Leader étudiant malien, né le 2 juillet 1955, Abdoul Karim Camara dit Cabral est mort assassiné le 17 mars 1980 à Bamako.
Amadou Waïgalo

Cabral, le paysan
L’engagement de Cabral à dénoncer l’injustice et à défendre les plus faibles s’illustrait même à travers ses activités académiques. Selon Oumar Arboncaca Maïga le thème de son mémoire a porté sur la paysannerie. Comme pour dire que Cabral était conscient que le salut de notre pays se trouve bien dans la terre.
A. W.

MOUSSA BAMBA, ANCIEN ELEVE
" La répression était une réalité sous le CMLN"
" Je voudrais vous dire que mon objectif n’est pas de remuer le couteau dans la plaie, mais, pour la postérité, je pense qu’il faut rétablir les choses dans leur contexte. Ce serait une lapalissade de dire que la répression sous le régime de Moussa Traoré était une réalité.
D’abord je me rappelle qu’en 1977 Boniface Diarra était venu au lycée Prosper Kamara où j’étais élève. Il s’est entretenu avec certains, car il nous rencontrait par groupe. Mais à peine arrivé au lycée, les policiers avaient déjà cerné l’école. Il y eut panique.
Certains par peur, ont sauté de l’étage. Dans tout le secteur d’Hamdallaye, c’était la débandade. Même la nuit, des patrouilles étaient organisées pour prendre les élèves et étudiants. Plusieurs d’entre eux furent arrêtés. C’est pour vous dire que nous étions dans un régime policier.

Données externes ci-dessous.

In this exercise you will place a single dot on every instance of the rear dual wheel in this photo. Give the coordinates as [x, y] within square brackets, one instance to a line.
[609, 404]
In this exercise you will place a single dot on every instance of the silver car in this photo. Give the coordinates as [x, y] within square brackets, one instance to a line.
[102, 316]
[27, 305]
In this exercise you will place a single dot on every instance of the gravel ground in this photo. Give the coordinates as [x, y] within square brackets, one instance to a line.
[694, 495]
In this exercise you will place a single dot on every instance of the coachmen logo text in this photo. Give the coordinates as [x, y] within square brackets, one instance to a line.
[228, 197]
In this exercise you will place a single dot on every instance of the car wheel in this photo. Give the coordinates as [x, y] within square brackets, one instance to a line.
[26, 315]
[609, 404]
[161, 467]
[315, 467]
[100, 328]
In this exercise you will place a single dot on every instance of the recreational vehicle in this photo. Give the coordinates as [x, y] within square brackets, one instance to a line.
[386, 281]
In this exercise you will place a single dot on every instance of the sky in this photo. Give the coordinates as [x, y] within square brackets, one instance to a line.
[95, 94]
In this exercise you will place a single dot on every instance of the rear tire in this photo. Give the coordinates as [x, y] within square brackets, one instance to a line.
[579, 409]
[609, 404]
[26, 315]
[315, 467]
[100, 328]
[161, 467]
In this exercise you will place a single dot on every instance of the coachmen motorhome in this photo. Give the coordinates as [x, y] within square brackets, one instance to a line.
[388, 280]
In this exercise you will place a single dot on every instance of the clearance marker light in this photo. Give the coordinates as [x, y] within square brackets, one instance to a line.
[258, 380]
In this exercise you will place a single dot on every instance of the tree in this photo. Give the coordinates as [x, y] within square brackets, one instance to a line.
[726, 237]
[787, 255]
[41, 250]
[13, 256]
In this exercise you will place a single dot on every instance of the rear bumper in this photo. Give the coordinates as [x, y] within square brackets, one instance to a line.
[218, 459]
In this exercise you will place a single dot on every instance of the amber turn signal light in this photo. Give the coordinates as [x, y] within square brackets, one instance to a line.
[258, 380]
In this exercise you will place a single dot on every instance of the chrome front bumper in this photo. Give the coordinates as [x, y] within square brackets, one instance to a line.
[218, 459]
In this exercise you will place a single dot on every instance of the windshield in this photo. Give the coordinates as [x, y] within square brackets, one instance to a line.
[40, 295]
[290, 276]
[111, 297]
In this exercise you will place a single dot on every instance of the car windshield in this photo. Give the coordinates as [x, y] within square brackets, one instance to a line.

A Sévaré, où j’étais en 1980 comme élève, nous avons été informés qu'à Bamako, les élèves et étudiants étaient en grève. C’est ainsi que nous avons reçu un envoyé de l’UNEEM qui nous a fait le point de la situation qui prévalait à Bamako. Vu le non-engagement du bureau de Sévaré, certains ont décidé de le démettre et de mettre un autre bureau pour être en phase avec les revendications du bureau national de l’UNEEM.
Donc, lors d’une sortie, les gendarmes ont arrêté 18 élèves. Certains ont été traqués jusque dans leurs familles. Dix-huit ont été bastonnés et torturés. Pour échapper aux forces de l’ordre, certains camarades ont été obligés de marcher des kilomètres à pied. Danfaga était le gouverneur de Mopti à l’époque.
Il était venu voir les élèves arrêtés et les a mis au pas comme des militaires. Il a ordonné aux gendarmes de les surveiller sans relâche et a instruit aux élèves de se présenter tous les jours à la gendarmerie et qu’en cas de soulèvement, ils étaient responsables. Aussi, je me rappelle, lors d’une manifestation, Ibrahim Thiocary est arrêté, torturé et mis à mort sous les ordres de Danfaga et du capitaine Aliou Traoré.
Mais il faut aussi saluer le comportement de certains officiers qui nous conseillaient. A chaque fois qu’on voulait sortir, ils nous informaient des dispositions prises par les forces de l’ordre. Voilà à chaud, certains faits qui ont marqué la vie des élèves et étudiants du Mali sous le régime du CMLN et de l’UDPM".